André Miguel Japiassu, a researcher at the INI/Fiocruz, presented the history of the Evandro Chagas Hospital, which has been receiving COVID-19 patients since the beginning of the pandemic. Up to this moment, more than 5,000 hospitalizations have been recorded. Almost 70% of the patients hospitalized in this institution are in ICU. Japiassu also listed the different actions of the collaboration, such as the Cuida Chagas international project, working with mapping and surveillance of Chagas disease in Latin America.
Strengthening the partnership
After the presentations, Van Kerkhove asked the researchers about the challenges of maintaining these efforts and how they think it is feasible to expand these actions beyond the fight against the pandemic, considering the emergence of new pathogens. After visiting the laboratories and the hospital unit, she said: “I have seen answers to my questions: agility, flexibility, significant investments, and commitment to continuing this work, not only with COVID-19, but with any other challenge that may come knocking at your door. This commitment is very clear and we [of the WHO] are here to support you with whatever you need to make sure you keep on going. Please keep up with your efforts. Please keep safe”.

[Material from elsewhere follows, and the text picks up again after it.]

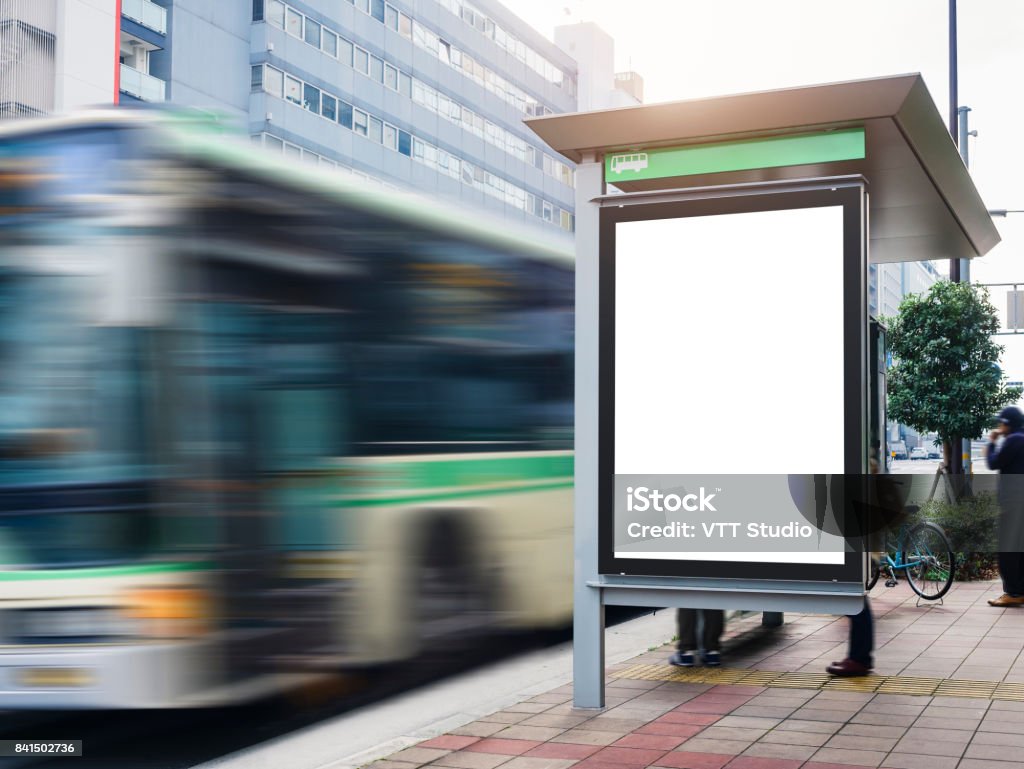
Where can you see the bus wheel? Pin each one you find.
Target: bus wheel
(451, 604)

Just like Van Kerkhove, Gross also thanked the Foundation’s employees. “For us [PAHO], Fiocruz is in another level. It is not simple to shift research and science so quickly towards the well-being of a population during a pandemic, and yet this is what you have done”, she pointed out, drawing attention to the institution’s research efforts and to how the results of this work were important for the Americas and for Brazil. “With all this in mind, our partnerships will continue”.
At the end of the day, Lima once again mentioned the idea of One Health, according to which the health of humans, of animals and of the planet are closely related, and suggested the idea of a single institution. “Today showed a single Fiocruz. We are here, healthy, because we are vaccinated. The work at the INI contributes to the clinical improvement, to the Solidarity trial with the drugs against COVID-19, and we also train people, like a great training center for the SUS”, she said.
In addition to Van Kerkhove and Gross, the PAHO delegation also included Jairo Mendes, Technical Leader for Viral Infectious Diseases of the PAHO/WHO; Maria Almiron, coordinator of the Technical Unit of Surveillance, Preparation and Response to Emergencies and Disasters in Brazil, PAHO/WHO; and national consultants for emergencies Rodrigo Said, Rodrigo Frutuoso, Ghabriela Boitrago, Katia Uchimura, Octávio Fernandes, Ho Yeh Li and André Siqueira. The Ministry of Health was represented by Thiago Guedes, general coordinator of Public Health Laboratories, and technical consultants of the General Coordination of Public Health Laboratories, Emerson Araújo, Vitor Henrique Lima and Lívia Ferreira; and Sarah Fernandes Bayma, from the Advisory for International Health Issues.